Он кивал. Мы понимали друг друга без больших слов.
В саду всё тоже «достраивалось»: грядки становились ровнее, малина – гуще, осенью мы вместе натягивали на неё шпагаты, а ива, взрослея, делала наш двор камернее – как сфера, где звучит только свой голос. Сильвия качала под ней кукольную коляску, пела тихо, чтобы не будить младших, и мне казалось, что дом дышит в такт её мелодии.
Иногда, когда дети затихали, я выходила на крыльцо. Ветви ивы касались земли и будто гладили её – так гладят больного по лбу. В шелесте листьев слышался привычный «домашний» шёпот – и едва заметный, как дальний раскат, холодок: звук большого мира за калиткой. Я списывала это на усталость, на ветер, бегущий с фабричных труб. Но иногда думала: ива всегда знает раньше нас, откуда подует.
А дома было светло. На полке – банки с компотами, в сундуке – крахмальная скатерть, на гвоздике – моя сумка. И тёплая ладонь Бронислава на моей спине, когда я, прикрыв глаза, опускаюсь на скамью. Дом стоял, как стояли его слова в день обручения: «Я построю для нас дом, полный света». Он сдержал обещание – и мы наполняли этот свет собой: смехом, хлебом, детской беготнёй, бесконечной заботой.
Если прислушаться очень тихо, можно было уловить, как у самого потолка стучат маленькие сердца – четыре разных ритма и один общий такт.
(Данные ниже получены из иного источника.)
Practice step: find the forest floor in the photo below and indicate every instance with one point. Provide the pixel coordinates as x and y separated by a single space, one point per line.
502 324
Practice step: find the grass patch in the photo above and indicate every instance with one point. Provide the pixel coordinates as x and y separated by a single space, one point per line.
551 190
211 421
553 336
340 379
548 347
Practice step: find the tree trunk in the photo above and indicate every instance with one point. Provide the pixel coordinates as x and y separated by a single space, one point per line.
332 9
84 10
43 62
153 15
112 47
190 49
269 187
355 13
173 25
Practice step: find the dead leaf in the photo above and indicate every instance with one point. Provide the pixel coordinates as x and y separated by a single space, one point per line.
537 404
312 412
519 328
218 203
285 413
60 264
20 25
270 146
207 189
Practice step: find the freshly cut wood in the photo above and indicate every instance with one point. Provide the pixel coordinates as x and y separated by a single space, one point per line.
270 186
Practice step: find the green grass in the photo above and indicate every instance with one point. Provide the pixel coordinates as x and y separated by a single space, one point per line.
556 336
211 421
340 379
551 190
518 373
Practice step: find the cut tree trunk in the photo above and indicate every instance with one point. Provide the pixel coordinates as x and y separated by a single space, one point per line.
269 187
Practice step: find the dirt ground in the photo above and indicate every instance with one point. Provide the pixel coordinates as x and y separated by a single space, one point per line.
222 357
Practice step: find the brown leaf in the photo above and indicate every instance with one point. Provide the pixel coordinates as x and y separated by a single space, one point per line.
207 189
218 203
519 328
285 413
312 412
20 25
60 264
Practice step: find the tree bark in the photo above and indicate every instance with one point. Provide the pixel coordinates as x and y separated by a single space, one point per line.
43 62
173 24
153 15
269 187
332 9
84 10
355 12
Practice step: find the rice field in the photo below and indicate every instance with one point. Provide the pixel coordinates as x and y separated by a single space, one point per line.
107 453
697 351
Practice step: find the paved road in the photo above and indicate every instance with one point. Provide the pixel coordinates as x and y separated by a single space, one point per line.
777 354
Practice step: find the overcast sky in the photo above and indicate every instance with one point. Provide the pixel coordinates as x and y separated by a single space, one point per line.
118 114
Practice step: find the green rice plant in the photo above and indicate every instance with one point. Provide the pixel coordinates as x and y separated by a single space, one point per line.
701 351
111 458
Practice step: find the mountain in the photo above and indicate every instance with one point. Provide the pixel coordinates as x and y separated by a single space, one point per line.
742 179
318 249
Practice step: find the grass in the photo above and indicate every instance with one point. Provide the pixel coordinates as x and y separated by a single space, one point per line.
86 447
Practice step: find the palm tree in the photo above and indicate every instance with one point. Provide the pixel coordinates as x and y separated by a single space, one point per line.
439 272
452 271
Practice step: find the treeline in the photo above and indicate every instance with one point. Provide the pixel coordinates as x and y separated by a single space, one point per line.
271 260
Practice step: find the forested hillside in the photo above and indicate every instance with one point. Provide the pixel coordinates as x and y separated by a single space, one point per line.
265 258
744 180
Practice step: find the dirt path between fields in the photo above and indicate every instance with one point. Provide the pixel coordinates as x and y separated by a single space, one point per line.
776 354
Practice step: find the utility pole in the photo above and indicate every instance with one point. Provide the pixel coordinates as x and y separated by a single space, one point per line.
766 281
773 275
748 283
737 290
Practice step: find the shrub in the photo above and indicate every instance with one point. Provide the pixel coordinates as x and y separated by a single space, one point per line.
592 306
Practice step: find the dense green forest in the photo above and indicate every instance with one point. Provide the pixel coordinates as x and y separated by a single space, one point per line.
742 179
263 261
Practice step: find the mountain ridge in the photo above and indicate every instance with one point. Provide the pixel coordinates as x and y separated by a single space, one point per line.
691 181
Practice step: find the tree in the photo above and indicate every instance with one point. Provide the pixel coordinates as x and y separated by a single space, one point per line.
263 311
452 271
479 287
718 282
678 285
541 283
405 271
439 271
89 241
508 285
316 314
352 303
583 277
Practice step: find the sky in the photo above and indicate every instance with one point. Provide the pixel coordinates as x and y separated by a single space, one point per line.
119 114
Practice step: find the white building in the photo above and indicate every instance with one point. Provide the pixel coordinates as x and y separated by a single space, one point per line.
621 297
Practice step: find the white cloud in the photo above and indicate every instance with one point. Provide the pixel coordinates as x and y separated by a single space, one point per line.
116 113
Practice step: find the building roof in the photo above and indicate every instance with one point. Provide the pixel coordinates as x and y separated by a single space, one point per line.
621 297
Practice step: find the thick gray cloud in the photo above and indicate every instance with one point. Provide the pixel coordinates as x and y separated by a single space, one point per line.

Наш дом был ответом на обещание и доказательством того, что слово, положенное на фундамент, держит лучше любого камня.
Глава 10. Доченька Сильвия: Женская нежность и тихий свет
Сильвка была тонкой нитью, что соединяла в доме всех нас. После шумных игр братьев, после Хенькиных «открытий» и Сташкиных подвигов, она умела вернуть тишину. Не тишину пустоты – а тишину тепла, в которой можно перевести дух и вспомнить, что ты дома.
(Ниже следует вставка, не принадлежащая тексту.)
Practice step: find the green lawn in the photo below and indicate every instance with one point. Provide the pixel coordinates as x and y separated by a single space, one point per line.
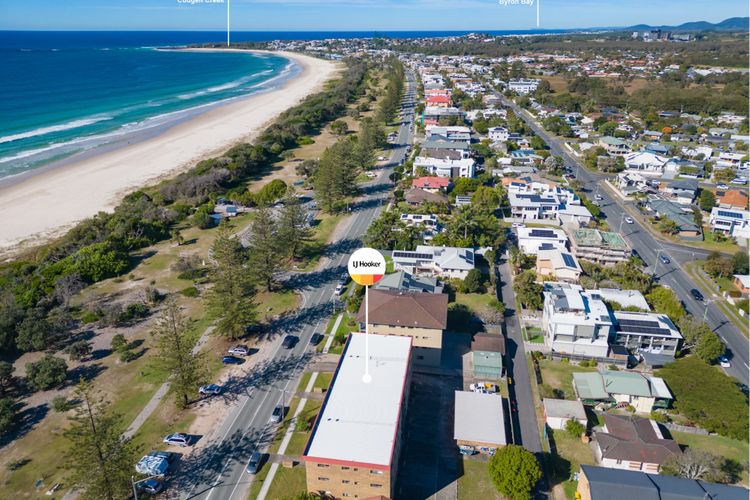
475 482
717 445
559 375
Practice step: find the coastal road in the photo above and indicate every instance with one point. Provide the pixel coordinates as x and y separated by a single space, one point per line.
217 471
647 246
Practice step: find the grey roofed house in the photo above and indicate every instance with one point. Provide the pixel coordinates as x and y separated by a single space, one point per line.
619 484
479 418
401 280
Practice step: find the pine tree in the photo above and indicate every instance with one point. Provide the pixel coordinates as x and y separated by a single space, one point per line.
100 459
293 230
175 355
265 249
233 285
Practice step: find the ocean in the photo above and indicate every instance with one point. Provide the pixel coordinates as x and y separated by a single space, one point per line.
64 93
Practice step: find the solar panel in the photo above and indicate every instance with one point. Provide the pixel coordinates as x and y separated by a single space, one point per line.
542 233
569 260
731 215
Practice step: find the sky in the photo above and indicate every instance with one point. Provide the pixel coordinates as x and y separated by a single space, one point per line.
354 15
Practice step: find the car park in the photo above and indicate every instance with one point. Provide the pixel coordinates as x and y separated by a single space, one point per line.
232 360
253 465
210 390
239 350
150 486
290 341
278 414
178 439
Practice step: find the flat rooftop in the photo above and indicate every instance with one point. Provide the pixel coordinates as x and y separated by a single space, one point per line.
358 422
479 418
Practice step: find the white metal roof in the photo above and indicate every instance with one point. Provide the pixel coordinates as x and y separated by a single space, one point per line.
479 418
358 421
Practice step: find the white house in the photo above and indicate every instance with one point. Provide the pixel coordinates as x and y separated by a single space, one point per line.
446 262
532 240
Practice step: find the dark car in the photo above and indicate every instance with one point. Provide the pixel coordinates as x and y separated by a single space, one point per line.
150 486
232 360
290 341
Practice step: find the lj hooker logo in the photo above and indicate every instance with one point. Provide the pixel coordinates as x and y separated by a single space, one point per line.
366 266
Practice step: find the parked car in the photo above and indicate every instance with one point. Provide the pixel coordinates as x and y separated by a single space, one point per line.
278 414
240 350
254 464
232 360
178 439
290 341
150 486
210 390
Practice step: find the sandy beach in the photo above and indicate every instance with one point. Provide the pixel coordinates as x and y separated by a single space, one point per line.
48 203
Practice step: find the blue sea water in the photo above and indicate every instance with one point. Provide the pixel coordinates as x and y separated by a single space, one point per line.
62 95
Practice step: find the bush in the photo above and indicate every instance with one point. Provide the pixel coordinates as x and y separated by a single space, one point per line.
47 373
119 342
574 428
62 404
190 291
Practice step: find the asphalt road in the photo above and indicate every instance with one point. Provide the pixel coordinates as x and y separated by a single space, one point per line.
648 247
217 472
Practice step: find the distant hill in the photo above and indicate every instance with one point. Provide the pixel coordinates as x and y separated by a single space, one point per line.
731 24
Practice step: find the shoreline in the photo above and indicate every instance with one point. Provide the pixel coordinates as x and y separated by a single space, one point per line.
48 201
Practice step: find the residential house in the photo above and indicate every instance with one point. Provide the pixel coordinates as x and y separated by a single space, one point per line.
431 184
681 215
603 483
355 444
532 240
742 283
599 246
406 282
731 222
683 191
421 316
445 167
645 163
557 413
621 388
576 321
558 265
633 443
446 262
614 146
487 354
646 333
733 198
479 422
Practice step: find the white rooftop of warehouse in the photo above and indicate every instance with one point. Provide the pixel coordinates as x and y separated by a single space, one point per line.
358 421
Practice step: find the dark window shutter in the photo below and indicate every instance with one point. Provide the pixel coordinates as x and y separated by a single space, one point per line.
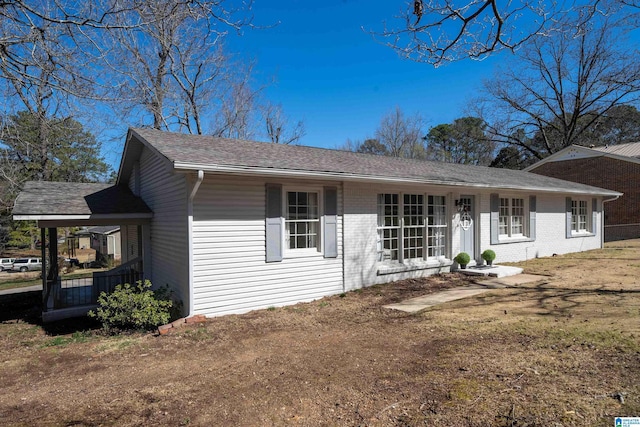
594 216
568 214
274 223
495 218
330 222
532 217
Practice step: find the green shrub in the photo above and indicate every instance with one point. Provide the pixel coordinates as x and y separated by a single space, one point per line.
488 255
462 258
133 307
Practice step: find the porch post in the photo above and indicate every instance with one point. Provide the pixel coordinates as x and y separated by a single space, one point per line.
52 277
43 270
53 254
146 250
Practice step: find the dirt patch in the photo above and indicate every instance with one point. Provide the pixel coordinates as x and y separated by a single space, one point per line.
561 351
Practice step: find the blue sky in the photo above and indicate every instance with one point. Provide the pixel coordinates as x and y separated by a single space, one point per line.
338 79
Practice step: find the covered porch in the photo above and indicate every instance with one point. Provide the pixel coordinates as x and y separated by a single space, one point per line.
59 204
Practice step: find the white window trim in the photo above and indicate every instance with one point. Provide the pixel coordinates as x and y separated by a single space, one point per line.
413 263
503 238
588 218
304 252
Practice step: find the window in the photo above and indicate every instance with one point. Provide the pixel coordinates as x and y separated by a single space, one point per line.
409 229
579 216
302 221
436 226
582 218
413 230
388 226
511 218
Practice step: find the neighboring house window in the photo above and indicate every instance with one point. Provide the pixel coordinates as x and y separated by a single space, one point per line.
579 216
582 217
302 220
409 228
513 219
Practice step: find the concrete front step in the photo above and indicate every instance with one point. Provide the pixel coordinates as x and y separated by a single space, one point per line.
491 271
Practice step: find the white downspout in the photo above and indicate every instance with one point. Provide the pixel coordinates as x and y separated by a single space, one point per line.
192 195
602 218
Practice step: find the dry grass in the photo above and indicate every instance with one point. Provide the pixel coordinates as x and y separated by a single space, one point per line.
561 351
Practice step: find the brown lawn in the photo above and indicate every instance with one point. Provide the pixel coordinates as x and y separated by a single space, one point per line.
564 351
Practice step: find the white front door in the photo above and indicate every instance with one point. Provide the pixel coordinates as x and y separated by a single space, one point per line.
467 225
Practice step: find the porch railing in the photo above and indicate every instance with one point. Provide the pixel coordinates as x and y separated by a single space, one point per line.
85 291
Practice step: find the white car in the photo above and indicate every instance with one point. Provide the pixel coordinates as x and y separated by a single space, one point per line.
6 263
26 264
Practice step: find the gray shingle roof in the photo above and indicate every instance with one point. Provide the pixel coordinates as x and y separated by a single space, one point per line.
627 150
70 198
221 154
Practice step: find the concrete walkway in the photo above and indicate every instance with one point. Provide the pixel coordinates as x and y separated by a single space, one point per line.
418 304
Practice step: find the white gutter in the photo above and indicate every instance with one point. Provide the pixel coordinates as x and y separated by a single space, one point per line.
192 195
262 171
602 221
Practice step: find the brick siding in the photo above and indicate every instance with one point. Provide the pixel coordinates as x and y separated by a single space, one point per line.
622 216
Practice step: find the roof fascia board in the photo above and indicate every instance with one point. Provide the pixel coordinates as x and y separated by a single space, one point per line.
586 152
286 173
83 217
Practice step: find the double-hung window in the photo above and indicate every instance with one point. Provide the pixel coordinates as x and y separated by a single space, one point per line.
388 226
436 226
579 216
582 217
302 223
411 227
511 219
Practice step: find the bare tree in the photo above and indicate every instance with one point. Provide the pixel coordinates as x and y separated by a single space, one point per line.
463 141
561 87
276 123
171 62
440 31
236 116
401 136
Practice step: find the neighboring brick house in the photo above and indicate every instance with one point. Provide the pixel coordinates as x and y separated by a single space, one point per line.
615 167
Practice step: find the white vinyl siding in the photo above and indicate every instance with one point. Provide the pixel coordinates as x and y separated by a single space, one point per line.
166 195
230 271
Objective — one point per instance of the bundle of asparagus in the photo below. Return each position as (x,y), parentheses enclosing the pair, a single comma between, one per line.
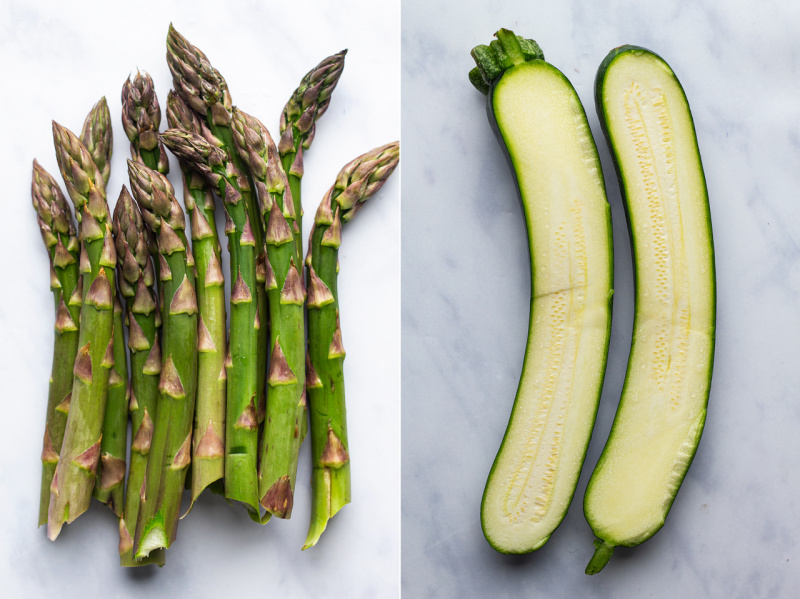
(226,405)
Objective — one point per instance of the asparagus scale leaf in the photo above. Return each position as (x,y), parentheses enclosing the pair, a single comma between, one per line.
(208,440)
(61,241)
(359,180)
(74,479)
(170,448)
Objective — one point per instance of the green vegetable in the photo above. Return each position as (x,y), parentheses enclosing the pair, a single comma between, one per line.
(649,128)
(359,180)
(74,479)
(285,423)
(110,486)
(171,445)
(208,442)
(61,240)
(298,125)
(97,137)
(542,126)
(136,281)
(242,364)
(141,118)
(204,89)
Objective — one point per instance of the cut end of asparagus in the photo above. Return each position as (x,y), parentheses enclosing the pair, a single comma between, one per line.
(154,539)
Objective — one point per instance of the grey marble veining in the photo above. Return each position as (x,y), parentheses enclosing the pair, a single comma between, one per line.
(734,529)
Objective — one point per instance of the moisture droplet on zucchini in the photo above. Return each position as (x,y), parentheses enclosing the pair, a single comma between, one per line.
(649,128)
(542,126)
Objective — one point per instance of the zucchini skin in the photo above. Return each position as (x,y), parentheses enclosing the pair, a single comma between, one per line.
(600,79)
(493,120)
Она часто была рядом со мной на кухне. Её маленькие руки уже умели ловко нарезать хлеб, подать ложку, подмести крошки. Иногда я нарочно оставляла для неё «работу» – перемешать тесто или выбрать ровные яблоки для пирога, – и видела, как серьёзно она к этому относилась.
Однажды, после трудного дня, когда я вернулась с двух ночных родов, усталая до дрожи в коленях, она тихо принесла мне чашку горячего молока и плед. Села рядом, не задавая вопросов. Просто была. И этого «просто быть» хватало, чтобы в душе стало легче.
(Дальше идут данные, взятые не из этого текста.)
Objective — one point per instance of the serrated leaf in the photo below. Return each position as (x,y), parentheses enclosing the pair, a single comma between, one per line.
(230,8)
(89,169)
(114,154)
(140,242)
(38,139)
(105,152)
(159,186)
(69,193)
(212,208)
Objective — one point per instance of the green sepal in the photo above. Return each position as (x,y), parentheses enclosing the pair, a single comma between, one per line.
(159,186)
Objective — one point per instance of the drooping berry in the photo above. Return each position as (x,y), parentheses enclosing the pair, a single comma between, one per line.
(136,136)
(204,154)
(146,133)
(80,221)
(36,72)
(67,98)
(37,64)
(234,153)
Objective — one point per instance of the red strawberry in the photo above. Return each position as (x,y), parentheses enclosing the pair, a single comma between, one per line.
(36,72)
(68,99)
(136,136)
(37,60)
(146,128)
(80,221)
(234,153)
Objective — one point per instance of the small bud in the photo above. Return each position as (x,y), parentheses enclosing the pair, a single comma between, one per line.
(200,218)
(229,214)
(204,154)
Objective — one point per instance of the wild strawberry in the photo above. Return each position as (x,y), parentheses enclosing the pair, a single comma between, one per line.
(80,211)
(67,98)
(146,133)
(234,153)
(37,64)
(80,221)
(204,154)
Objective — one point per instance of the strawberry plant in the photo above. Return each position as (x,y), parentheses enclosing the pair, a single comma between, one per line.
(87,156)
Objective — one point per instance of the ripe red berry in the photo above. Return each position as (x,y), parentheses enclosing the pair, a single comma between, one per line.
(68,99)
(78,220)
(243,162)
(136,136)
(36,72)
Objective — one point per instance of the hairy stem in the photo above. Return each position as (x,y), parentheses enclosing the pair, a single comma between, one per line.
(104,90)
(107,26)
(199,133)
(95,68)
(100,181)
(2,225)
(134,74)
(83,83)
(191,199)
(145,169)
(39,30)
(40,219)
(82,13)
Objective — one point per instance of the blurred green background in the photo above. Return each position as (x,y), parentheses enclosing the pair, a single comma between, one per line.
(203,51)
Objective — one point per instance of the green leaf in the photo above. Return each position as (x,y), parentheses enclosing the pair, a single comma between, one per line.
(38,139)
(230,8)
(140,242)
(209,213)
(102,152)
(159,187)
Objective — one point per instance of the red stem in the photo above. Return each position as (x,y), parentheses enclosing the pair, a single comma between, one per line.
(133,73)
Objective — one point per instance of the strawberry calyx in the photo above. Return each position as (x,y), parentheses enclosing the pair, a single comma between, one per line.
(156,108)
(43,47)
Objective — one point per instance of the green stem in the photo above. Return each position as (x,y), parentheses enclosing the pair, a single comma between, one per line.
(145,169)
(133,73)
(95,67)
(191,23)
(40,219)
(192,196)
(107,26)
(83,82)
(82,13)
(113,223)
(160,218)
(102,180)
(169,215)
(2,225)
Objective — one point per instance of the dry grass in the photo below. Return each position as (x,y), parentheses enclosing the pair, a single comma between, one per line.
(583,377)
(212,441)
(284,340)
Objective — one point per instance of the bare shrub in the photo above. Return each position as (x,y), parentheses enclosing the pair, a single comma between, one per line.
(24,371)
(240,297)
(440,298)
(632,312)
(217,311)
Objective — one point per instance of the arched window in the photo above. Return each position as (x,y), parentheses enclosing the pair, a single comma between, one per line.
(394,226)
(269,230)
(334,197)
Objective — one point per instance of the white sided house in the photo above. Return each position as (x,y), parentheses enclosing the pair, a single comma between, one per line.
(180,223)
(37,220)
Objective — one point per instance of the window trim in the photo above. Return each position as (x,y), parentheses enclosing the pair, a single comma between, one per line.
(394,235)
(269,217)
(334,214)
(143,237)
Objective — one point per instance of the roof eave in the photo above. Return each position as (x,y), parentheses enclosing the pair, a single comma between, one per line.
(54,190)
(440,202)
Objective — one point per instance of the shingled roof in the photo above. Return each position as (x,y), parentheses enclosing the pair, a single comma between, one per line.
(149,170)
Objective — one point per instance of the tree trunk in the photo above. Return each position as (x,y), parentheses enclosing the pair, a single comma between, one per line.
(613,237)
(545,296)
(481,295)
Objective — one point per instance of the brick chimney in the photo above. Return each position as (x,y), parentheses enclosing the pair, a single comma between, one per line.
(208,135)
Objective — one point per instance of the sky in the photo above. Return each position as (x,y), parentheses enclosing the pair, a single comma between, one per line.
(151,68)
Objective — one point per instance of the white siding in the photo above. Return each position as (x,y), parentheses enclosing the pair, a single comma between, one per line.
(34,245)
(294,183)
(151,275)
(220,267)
Сильвка умела защищать и в малом. Когда Хенек в приступе азарта опрокинул миску с супом, она не стала его ругать, а принесла тряпку и помогла мне убрать, шёпотом сказав:
– Мама, не сердись на него. Он ведь не нарочно.
Иногда мы с ней выходили во двор вечером, когда мальчишки уже спали, и просто сидели на лавке. Она говорила о школе, о подружках, о том, что хочет научиться шить «как ты, мама». И однажды призналась:
– Когда я вырасту, я тоже буду помогать мамам и детям. Чтобы у всех всё было хорошо.
Я смотрела на её лицо, освещённое луной, и видела в нём отголоски своего детства. Ту же девочку, что когда-то держала маму за руку, помогала соседям, мечтала о добрых делах. Круг замыкался.
В Сильвии было то, что не купишь и не выучишь по книгам: врождённое умение беречь. И я знала, что именно эта тихая, женская сила будет для неё и даром, и защитой, когда жизнь принесёт свои испытания.
Глава11. Родительские заботы: Дом среди людей
Жизнь с четырьмя детьми – это, конечно, шум и хлопоты, но за стенами нашего дома тоже бурлила своя жизнь. И я всё чаще ловила себя на мысли, что мы не только семья, но и маленькая часть большого, сложного механизма под названием «город».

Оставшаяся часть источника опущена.